Here's where the fantasy catches fire, as the closest thing I've seen to anything seedy in a small town is a strip club or adult-themed truck stop. I don't know of any small town that has or is within striking distance of a nightclub and seedy-looking exteriors that are populated by psychotic hoodlums and kinky weirdos (Dennis Hopper, Dean Stockwell), a troubled and sexually charged singer (Isabella Rossellini) who's behavior is just as erratic, and people who get into torture, sado-masochism, mega drugs, and random beatings.
I mean, it's like a small-town version of the myth of Persephone, in which the daughter of Zeus was abducted by Hades, king of the underworld, and rescued by Zeus via Hermes, his messenger. Except that if Jeffrey is the Hermes counterpart, he gets sucked into the lifestyle of the underworld throughout the course of his "investigation." And the more that Sandy and Jeffrey investigate, the more everyone in town starts to seem like a suspect to them. Lynch, ever seduced by the power of images, creates scores of striking scenes and sequences, using light and shadow to suggest values and moods in neo-noir fashion.
See? Now I'm doing it. This film invites you to speculate (or pontificate), because it's just so . . . weird. I'd talk about performances, but you get the feeling that all of the actors are like their characters: caught up in this underworld that we're to understand lies beneath every small town. Or at least Lumberton.
"Blue Velvet" is rated R for . . . well, just about everything.

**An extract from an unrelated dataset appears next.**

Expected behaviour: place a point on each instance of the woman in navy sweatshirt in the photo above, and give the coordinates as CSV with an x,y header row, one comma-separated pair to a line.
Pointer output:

Fans of this film are going to want to upgrade to Blu-ray, because the picture looks stunning in day- and brightly-lit scenes. Colors and depth and black levels are strongly represented. Even in the films myriad dark scenes the detail holds fairly well--though the dark scenes do have more grain and display some crush. Overall, the AVC/MPEG-4 transfer is a good one, with no other artifacts visible. There's a nice sense of clarity and texture without the film looking overscrubbed with DNR. "Blue Velvet is presented in 2.35:1 aspect ratio.
The featured audio is an English DTS-HD MA 5.1 that mostly comes alive with Angelo Badalamenti's score, with just enough rear-speaker action to create a nice sense of atmosphere. "Blue Velvet" is driven as much by mood as it is dialogue, and fans should be happy with this transfer. Dialogue, effects, and music are nicely balanced. Additional audio options are French, DTS and Spanish Mono, with English SDH, French, and Spanish subtitles.
The film begins to play right from the get-go, so whether this was Lynch's idea or a cost-saving measure, I have no idea. There aren't many bonus features, but what's here is eclectic enough to please fans. The big draw? Fifty-two minutes of "newly discovered lost footage" in HD, including a number of scenes with more nudity. But just as much of a treat is a two-minute clip of "Siskel and Ebert At the Movies" trading barbs over the film that one of them loved and the other . . . well, not so much. Then there's "Mysteries of Love," a standard behind-the-scenes feature with cast and filmmaker interviews cobbled together with clips from the film. Included here is Lynch talking about the background of the project, and lots of behind-the-scenes shots. It runs 70 minutes. Rounding out the bonus features are several vignettes that feel like brief promos ("I Like Coffee Shops," "The Chicken Walk," "The Robin," "Sita") and three trailers/TV spots.
"Blue Velvet" is a strange trip of a film—one which David Lynch fans will love to watch over and over in HD, and which non-fans ought to see at least once, it's that iconic.